The New Zealand Cellar in London is promoting 6 DWWA 2015 winning wines from 3 August to 16 August 2015.
The New Zealand Cellar, based in Brixton, London, specialises in the best wines from New Zealand’s finest vineyards and is featuring 6 DWWA 2015 winning wines in-store at 20% off for two weeks, from 3 August until 16 August 2015. There will also be two free tasting evenings on Monday 3 August and Monday 10 August from 6pm until 9pm for customers to sample these award-winning wines.

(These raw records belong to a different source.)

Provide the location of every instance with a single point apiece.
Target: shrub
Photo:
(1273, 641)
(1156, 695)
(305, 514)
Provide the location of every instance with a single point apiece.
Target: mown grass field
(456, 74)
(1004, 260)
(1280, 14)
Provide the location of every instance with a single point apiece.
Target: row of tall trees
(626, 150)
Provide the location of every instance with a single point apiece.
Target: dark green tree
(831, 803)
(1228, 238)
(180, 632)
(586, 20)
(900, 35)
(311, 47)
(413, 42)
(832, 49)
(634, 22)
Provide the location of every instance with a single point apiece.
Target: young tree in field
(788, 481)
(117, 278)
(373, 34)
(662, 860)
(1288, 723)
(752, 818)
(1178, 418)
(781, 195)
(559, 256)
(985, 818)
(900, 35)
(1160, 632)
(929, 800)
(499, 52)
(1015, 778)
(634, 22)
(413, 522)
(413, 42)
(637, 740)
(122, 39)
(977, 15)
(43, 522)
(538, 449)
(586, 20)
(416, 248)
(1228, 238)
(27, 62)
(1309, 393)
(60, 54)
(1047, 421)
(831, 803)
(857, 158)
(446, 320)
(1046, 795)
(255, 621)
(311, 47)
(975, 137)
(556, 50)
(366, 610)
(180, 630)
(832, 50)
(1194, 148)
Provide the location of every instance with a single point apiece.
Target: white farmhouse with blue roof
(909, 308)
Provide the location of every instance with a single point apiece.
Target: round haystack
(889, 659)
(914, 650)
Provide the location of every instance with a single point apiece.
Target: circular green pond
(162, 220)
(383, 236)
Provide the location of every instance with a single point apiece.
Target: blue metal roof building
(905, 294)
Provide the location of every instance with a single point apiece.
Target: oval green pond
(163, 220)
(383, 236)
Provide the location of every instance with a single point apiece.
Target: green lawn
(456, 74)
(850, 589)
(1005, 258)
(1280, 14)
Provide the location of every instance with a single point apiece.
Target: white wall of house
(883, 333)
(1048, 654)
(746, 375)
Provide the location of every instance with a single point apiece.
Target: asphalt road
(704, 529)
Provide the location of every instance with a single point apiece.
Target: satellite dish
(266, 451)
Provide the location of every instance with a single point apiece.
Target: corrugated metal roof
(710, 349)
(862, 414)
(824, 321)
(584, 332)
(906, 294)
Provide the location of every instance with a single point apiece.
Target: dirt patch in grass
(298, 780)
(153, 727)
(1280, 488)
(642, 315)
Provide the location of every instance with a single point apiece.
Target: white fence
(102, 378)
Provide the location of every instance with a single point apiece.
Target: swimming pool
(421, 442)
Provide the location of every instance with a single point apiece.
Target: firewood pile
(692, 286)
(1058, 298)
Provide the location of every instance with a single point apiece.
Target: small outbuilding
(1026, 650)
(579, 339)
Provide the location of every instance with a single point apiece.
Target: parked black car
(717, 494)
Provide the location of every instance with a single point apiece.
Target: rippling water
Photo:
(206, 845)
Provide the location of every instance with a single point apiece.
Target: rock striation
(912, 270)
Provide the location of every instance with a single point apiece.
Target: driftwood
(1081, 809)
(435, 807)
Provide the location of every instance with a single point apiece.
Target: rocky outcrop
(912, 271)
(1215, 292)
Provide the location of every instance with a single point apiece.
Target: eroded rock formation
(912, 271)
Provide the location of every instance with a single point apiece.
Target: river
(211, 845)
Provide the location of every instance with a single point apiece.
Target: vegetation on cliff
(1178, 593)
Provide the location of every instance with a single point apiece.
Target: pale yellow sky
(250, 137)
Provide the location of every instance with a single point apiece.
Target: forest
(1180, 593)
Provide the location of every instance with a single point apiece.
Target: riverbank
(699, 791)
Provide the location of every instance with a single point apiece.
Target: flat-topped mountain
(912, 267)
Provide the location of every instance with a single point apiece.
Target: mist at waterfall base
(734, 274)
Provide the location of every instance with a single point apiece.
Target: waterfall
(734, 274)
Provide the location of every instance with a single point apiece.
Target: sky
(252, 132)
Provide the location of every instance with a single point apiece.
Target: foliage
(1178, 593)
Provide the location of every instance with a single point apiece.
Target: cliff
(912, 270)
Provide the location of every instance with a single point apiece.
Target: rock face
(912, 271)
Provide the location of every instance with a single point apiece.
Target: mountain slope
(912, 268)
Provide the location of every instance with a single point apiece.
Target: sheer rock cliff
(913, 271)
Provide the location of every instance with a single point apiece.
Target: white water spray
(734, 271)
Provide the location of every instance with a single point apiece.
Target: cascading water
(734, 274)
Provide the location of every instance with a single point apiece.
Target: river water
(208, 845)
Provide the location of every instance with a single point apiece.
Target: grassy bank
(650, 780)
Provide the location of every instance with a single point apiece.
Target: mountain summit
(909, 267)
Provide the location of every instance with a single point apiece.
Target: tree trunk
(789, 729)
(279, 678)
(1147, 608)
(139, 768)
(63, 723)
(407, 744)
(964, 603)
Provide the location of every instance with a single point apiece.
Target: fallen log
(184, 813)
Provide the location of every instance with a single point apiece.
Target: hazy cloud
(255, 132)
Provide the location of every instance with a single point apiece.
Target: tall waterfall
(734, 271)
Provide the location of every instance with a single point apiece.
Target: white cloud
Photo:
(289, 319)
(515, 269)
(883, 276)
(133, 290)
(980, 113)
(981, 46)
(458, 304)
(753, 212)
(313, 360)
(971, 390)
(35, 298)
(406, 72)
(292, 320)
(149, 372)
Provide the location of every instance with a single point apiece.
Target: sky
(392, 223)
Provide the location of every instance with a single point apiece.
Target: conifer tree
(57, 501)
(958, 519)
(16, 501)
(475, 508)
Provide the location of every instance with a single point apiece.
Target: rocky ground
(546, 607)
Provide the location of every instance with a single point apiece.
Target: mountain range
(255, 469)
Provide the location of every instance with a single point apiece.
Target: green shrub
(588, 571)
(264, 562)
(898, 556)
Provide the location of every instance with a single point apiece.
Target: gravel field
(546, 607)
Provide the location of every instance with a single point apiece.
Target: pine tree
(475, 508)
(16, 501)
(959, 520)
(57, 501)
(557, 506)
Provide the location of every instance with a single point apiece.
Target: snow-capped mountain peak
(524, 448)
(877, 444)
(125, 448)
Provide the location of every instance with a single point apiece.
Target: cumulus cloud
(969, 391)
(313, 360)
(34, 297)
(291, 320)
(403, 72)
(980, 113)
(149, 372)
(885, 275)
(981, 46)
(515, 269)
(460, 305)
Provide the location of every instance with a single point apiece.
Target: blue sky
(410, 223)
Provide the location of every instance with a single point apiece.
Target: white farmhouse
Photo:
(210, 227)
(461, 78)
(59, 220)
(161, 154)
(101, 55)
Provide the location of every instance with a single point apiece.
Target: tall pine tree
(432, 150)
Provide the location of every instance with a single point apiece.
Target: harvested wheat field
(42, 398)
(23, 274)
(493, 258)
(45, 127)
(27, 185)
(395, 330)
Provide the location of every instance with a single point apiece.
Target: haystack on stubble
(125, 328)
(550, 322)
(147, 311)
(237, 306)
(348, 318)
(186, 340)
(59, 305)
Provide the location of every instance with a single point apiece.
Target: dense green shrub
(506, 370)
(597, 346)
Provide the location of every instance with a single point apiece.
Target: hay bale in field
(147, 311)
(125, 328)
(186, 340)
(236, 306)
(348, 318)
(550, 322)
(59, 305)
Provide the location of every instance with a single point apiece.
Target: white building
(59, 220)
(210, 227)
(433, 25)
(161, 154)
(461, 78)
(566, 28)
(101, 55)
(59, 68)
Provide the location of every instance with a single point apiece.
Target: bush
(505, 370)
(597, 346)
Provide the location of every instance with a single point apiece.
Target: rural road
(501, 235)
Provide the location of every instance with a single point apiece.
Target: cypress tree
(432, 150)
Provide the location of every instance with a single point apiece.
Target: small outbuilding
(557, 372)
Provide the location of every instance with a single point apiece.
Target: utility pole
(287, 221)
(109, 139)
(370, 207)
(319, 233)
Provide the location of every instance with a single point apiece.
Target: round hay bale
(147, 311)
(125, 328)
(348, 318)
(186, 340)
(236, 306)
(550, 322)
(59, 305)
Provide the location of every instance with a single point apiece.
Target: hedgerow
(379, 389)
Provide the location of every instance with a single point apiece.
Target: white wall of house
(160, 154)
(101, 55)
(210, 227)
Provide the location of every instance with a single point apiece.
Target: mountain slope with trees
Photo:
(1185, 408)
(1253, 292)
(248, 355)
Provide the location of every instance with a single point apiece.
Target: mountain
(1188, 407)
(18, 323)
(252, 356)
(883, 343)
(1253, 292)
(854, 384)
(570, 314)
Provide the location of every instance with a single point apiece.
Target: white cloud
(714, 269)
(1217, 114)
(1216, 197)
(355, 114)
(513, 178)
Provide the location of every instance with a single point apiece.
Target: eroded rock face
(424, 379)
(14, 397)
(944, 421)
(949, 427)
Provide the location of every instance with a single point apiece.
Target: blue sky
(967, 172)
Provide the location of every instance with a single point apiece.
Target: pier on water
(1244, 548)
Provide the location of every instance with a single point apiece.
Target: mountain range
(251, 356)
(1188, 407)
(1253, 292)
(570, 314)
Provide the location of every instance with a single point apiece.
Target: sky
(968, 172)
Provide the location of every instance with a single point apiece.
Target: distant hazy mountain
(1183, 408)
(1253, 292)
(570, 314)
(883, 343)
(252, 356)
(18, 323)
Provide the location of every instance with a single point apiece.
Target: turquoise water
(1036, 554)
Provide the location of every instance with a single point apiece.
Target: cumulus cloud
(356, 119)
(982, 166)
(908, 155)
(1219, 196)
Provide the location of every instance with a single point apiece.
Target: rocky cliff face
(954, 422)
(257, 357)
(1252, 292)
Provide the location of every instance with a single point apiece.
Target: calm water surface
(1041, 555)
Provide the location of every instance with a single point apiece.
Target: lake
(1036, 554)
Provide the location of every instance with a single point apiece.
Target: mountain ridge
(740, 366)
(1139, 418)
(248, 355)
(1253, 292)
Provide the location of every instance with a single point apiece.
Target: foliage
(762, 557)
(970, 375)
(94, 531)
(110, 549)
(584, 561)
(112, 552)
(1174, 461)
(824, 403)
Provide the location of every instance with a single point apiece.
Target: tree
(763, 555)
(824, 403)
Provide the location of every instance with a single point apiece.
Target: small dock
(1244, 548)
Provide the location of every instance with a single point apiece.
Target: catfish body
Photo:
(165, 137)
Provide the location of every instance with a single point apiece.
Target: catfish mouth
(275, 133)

The DWWA 2015 winning wines from New Zealand on offer are:
- Framingham, Sauvignon Blanc, Wairau Valley, Marlborough 2014
- Hawkesbury, Akitu A1, Not Applicable, Central Otago 2013
- Man O’War, Ironclad, Waiheke Island, Auckland 2010
- Nautilus, Brut, Marlborough NV
- Nautilus, Chardonnay, Marlborough 2013
- Seifried, Aotea Sauvignon Blanc, Nelson 2014
Promotion period: 3 August 2015 – 16 August 2015
Address: Pop Brixton, 49 Brixton Station Road, SW9 8PQ
The Decanter World Wine Awards (DWWA) is the world’s largest and most prestigious wine competition and is respected internationally as an unrivalled source of wine recommendations. Now in its 12th year, the 2015 edition saw 15,928 wines from 48 countries tasted by 240 of the world’s wine experts, including 85 Masters of Wine and 23 Master Sommeliers.
All of the wines are blind tasted and organised by country, region, colour, grape, style, vintage and price to ensure the best possible tasting environment. Wines deemed eligible for an award can be given a commended, bronze, silver, or gold award. The very best of the golds within a region go on to win Regional Trophies and the very best of the Regional Trophies are tasted against other Regional Trophies from around the world to determine the International Trophies – the best of the best.
Each wine is judged individually by a panel of 3-4 judges. Notes are then compared to collectively agree on a medal (commended, bronze, silver, or gold) or no medal. Each silver and gold wine is then re-tasted by the Regional Chairs to ensure consistency across the panel.
There is no upper or lower limit on the number of medals that should be given, so each wine is considered on its own merits.